Когда проходила кампания по сбору подписей за Абдуллы Оджалана, мы тоже участвовали в ней. Мы обратились в ассоциацию и предложили собирать подписи вместе на улице. Сначала мы складывали заполненные списки в одном месте. Потом, когда друзья увидели, сколько подписей я собрала, они сказали: «Ты много работаешь». Они предложили мне хранить подписи, собранные мной, отдельно.
Я хотела собирать подписи. Но у нас и здесь есть враги. Здесь тоже много тех, кто нас ненавидит. Я готовила ужин для детей, а потом вместо того, чтобы поспать, собирала подписи. Это стало для меня своеобразной школой. Я ехала на бременский вокзал. Тогда я знала лишь пару немецких слов. Некоторые люди брали листок, который я им давала, и рвали его. Некоторые немцы показывал знак победы и радовались.

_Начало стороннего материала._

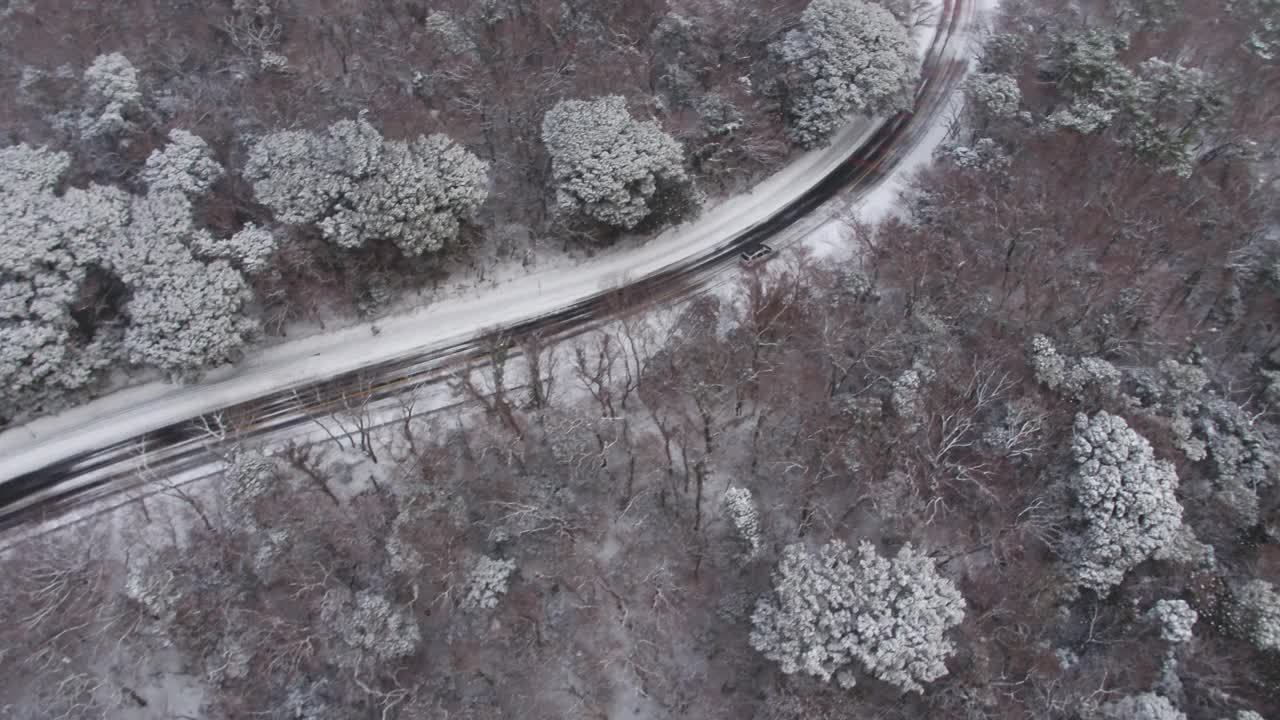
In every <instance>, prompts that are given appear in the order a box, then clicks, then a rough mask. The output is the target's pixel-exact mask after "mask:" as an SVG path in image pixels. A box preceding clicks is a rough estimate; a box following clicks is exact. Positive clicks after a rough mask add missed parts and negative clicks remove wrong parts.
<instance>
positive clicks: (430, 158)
mask: <svg viewBox="0 0 1280 720" xmlns="http://www.w3.org/2000/svg"><path fill="white" fill-rule="evenodd" d="M488 170H489V167H488V164H486V163H484V161H483V160H480V159H479V158H476V156H475V155H472V154H471V152H468V151H467V150H466V149H463V147H462V146H460V145H457V143H456V142H453V141H452V140H449V138H448V137H445V136H443V135H433V136H429V137H421V136H420V137H417V138H415V140H413V141H410V142H403V141H384V140H383V137H381V135H380V133H379V132H378V129H376V128H374V127H372V126H371V124H370V123H369V122H367V120H365V119H362V118H361V119H358V120H340V122H338V123H334V124H333V126H330V127H329V129H328V131H325V133H314V132H307V131H283V132H275V133H270V135H268V136H265V137H262V138H261V140H260V141H259V142H256V143H255V145H253V147H252V149H251V150H250V156H248V161H247V163H246V167H244V176H246V177H247V178H248V179H250V182H252V183H253V192H255V195H256V196H257V199H259V200H260V201H261V202H262V204H265V205H266V206H269V208H270V209H271V210H273V211H274V213H275V217H276V219H279V220H280V222H284V223H289V224H311V223H317V224H319V225H320V228H321V231H323V232H324V236H325V237H326V238H328V240H329V241H332V242H334V243H335V245H338V246H340V247H346V249H357V247H362V246H365V245H366V243H367V242H369V241H371V240H389V241H392V242H394V243H396V246H397V247H399V249H401V251H403V252H404V254H406V255H421V254H424V252H431V251H436V250H439V249H442V247H443V246H444V245H445V243H447V242H449V241H452V240H453V238H456V237H457V234H458V231H460V229H461V225H462V223H463V222H465V220H467V219H470V218H471V217H472V215H474V214H475V211H476V210H477V209H479V208H480V205H481V204H483V202H484V200H485V197H488V192H489V191H488V184H489V179H488Z"/></svg>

Однажды знакомый из ассоциации сказал мне: «Товарищ Хейса, полиция спросила меня, почему нас не было на стенде с подписями за Абдуллы Оджалана. Представляешь, полицейский комментирует неполноту нашей солидарности! Полицейский сказал: «Серьезно работает только Хейса. Некоторые люди на нее жалуются. Мы за ней следим. Мы знаем, что эти обвинения не соответствуют действительности. Только она работает серьезно и даже сама собирает подписи». Подписи я собирала с большим трудом. Только за полтора года я собрал 22 500 подписей. Мне говорили, что я первая в Европе собираю подписи за Абдуллу Оджалана.
Это фотография Рожды. Посередине — последний ее снимок. На этой фотографии — товарищи, с которыми она погибла. А вот блокнот, который она прислала мне перед смертью. Друг принес ее мне в посылке. Она в ней все написала. Она была в партии около девяти лет. И она погибла.
«Смерть предательству»
Есть ли у Вас что сказать в заключение?
В память о Рюкен я хочу выразить свое уважение всем партизанам, которые сегодня оказывают сопротивление и сражаются в горах, в окопах, в тоннелях, в Рожаве, в Шенгале. Смерть предательству! Семья Барзани несет ответственность за гибель молодых людей каждый день. Она является марионеткой Турции. Долой семью Барзани! Я говорю о семье Барзани, а не о пешмерга или курдском народе Южного Курдистана. Там есть патриоты. В Шенгале наши девушки и женщины похищают и продают в Катар. Честь и достоинство курдов были проданы Саудовской Аравии. Это всегда будет стоять у нас в горле, пока мы живы. В Рожаве многое улучшилось. Мы все должны почувствовать свою причастность к этому. Мы должны помочь революции всеми доступными средствами. У нас там 35 тысяч раненых. Мы должны помочь им и проявить солидарность с ними. Оккупанты должны покинуть нашу страну, и однажды мы вернемся домой!»